Yes, I am a poser. Now that I’m In Lisbon (new month/new city), my instructor started our relationship with an evaluation. Through her 12 point program, I ranked highest in 9 areas with 3 requiring improvement (damn you, side plank). She is a former professional classical ballet dancer that moves effortless through space with a gliding natural gait. I think she levitates.  Her approach is stylistic with an elegant approach but not lacking in strength. Her studio is perched atop a narrow cobblestone street in old town Lisbon. It is a workout to get there and so worth the effort.

As a newly minted and re-focused poser.. I’m finding that I will seek out those who will help me grow my practice, enhance my form. There is no competitive Pilates. It’s all about you and your journey. There is no gold medal. This is about a personal path. It’s about skill building, discipline, vitality and individual growth. This is not something you can buy, you must earn it. There is something vastly satisfying in individual accomplishment. No one needs to know my journey. I guess you do now. You will not see pictures of me in my finest lululemon garb doing planks (but if I could master the side plank, then maybe I’d entertain showing off) on the Portugal cliffs. But I am not ready for the SJGR club. Never ever, ever give up! Own your destiny.. Strike a pose…

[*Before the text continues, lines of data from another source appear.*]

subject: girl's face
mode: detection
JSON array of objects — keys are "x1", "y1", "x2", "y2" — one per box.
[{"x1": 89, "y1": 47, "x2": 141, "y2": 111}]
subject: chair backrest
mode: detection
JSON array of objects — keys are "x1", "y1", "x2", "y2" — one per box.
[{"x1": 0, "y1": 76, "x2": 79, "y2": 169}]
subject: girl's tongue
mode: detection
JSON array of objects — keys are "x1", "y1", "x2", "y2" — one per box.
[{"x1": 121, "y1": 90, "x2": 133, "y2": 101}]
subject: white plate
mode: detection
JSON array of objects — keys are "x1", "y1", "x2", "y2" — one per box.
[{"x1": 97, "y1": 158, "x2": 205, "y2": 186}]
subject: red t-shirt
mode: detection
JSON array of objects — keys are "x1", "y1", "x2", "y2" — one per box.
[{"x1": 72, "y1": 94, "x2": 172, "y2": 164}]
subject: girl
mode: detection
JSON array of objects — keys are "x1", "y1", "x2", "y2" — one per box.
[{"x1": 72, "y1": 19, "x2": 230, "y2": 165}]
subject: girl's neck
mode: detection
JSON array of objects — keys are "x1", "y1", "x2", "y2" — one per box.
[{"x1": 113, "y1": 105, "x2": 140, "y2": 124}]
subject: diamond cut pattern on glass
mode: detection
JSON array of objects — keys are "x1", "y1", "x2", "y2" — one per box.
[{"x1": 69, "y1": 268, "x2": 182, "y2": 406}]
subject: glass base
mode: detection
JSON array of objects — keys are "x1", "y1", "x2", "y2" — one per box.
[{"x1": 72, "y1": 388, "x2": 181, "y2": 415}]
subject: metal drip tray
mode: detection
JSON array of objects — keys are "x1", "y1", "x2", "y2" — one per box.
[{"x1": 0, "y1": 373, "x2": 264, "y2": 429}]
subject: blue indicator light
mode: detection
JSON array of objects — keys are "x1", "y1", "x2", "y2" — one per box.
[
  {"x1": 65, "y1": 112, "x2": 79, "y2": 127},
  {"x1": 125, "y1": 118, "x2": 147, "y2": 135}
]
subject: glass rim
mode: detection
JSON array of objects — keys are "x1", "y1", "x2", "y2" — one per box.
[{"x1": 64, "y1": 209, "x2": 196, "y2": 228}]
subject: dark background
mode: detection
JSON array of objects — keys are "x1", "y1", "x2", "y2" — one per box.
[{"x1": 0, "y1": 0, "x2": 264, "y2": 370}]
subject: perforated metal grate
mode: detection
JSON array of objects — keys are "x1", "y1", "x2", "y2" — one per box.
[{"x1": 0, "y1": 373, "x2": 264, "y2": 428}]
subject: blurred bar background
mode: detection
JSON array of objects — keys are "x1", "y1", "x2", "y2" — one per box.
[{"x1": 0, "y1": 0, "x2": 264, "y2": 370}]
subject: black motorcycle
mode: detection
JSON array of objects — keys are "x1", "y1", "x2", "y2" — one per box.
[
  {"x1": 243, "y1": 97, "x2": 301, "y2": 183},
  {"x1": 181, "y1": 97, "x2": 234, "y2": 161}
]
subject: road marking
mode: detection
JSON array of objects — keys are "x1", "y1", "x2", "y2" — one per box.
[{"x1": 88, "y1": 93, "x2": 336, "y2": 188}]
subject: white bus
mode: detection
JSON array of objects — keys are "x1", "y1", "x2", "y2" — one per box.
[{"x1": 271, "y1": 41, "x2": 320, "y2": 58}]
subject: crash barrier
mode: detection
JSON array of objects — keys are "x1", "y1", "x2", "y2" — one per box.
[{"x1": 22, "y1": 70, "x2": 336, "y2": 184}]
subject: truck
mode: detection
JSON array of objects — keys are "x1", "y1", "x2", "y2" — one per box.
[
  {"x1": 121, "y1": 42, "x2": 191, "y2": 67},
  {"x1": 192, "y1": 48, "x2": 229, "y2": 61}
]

 P.S… I’m toying with the idea of writing about my entire journey.. diagnosis, minimalism, regaining equilibrium post-divorce, post- corporate career and facing the downside of being middle aged. It’s a very exciting and challenging time like reverse teen years. Let me know if you think that would be interesting too. I’m not looking to do a vanity piece, more of an instruction manual, because I feel like I’m discovering this on my own. There are no role models, we’re inventing this as we’re going! It could be fun.